Both practices ultimately will be catastrophic, he writes.
Some arithmetic:
— Between December 2004 and November 2013, the Colorado River basin lost almost 53 million acre feet of underground water.
— Iowa farmland in losing topsoil to runoff faster than it can be replenished.
— The water table in many parts of California’s vast and productive central valley has sunken to 100 feet.
— 200 million pounds of pesticides are used annually in California alone.
The book acknowledges a body of news reporting on this issue but deftly pulls together the whole crisis. Philpott is a veteran reporter for Mother Jones magazine and he has himself been a farmer, so he knows the language of agriculture.
“Perilous Bounty” presents several farmers in California and Iowa who have figured out how to grow crops profitably without either draining the aquifers or allowing annual top soil runoff, but fellow farmers tend to see these growers are curiosities at best.

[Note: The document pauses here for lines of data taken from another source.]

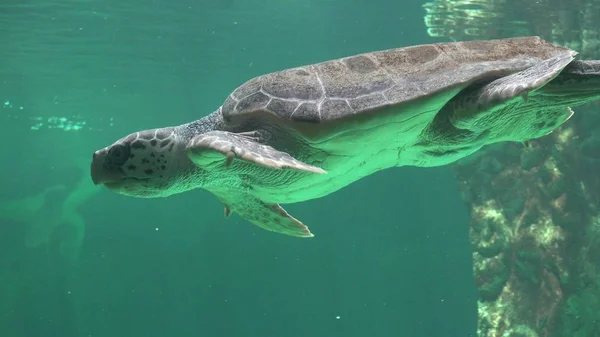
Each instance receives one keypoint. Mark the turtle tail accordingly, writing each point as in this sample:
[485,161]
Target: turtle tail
[577,84]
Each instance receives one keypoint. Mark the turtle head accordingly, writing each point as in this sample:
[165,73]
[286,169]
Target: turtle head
[150,163]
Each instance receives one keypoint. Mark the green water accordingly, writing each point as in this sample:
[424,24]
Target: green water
[391,256]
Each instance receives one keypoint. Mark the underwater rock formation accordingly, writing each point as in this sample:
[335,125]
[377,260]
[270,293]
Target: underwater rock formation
[535,232]
[535,222]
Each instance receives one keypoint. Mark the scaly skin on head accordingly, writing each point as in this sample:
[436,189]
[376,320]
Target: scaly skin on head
[152,163]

Moreover, the book cites university researchers who have shown that we can maintain high-crop yields while reducing fertilizer use by restoring biodiversity; for example, planting oats, alfalfa or clover rather than leaving bare Iowa soil open in winter to rainwater runoff.

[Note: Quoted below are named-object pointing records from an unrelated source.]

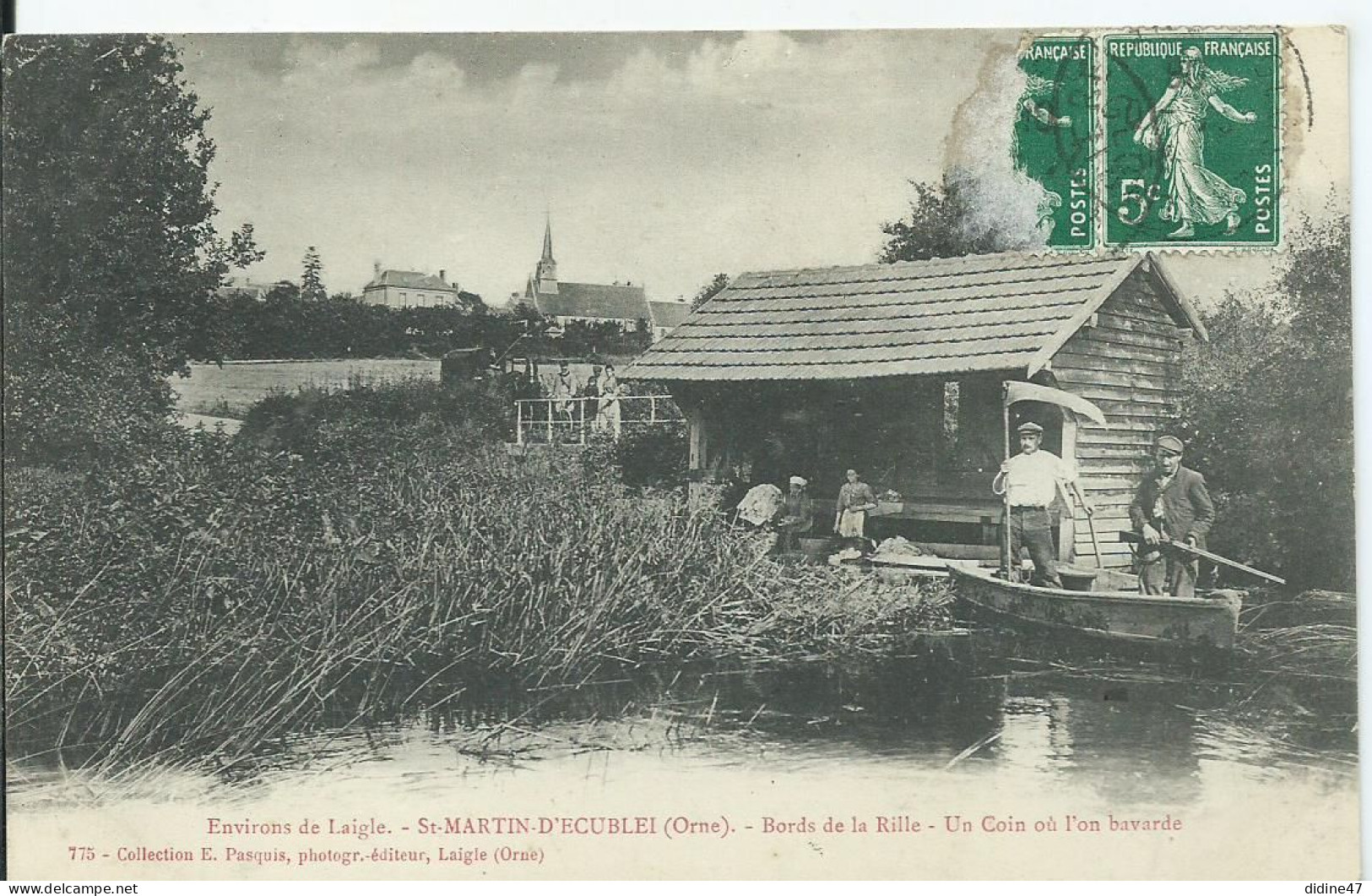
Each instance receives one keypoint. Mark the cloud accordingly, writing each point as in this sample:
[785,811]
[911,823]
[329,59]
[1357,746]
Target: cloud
[682,160]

However, as Philpott notes, the agribusiness industry as it has evolved in the United States is controlled by a few giant corporations and the flow of billions of dollars in government payouts and crop insurance programs that keep central states’ farmers locked into corn and soybean-producing programs year after year.
Meantime, the evidence Philpott and others before him present is clear: Not only must we significantly alter our farming practices but we also must address the causes of climate change if we are to avoid ruining our farm land and turning from a nation of vast agricultural bounty to a land unable to produce enough food for its people.
Will we have the political will to demand a revolution in American agriculture to systems that will preserve aquifers and topsoil?
Don’t bet on it. As Philpott points out, agribusiness interests spend $100 million each two-year federal election cycle.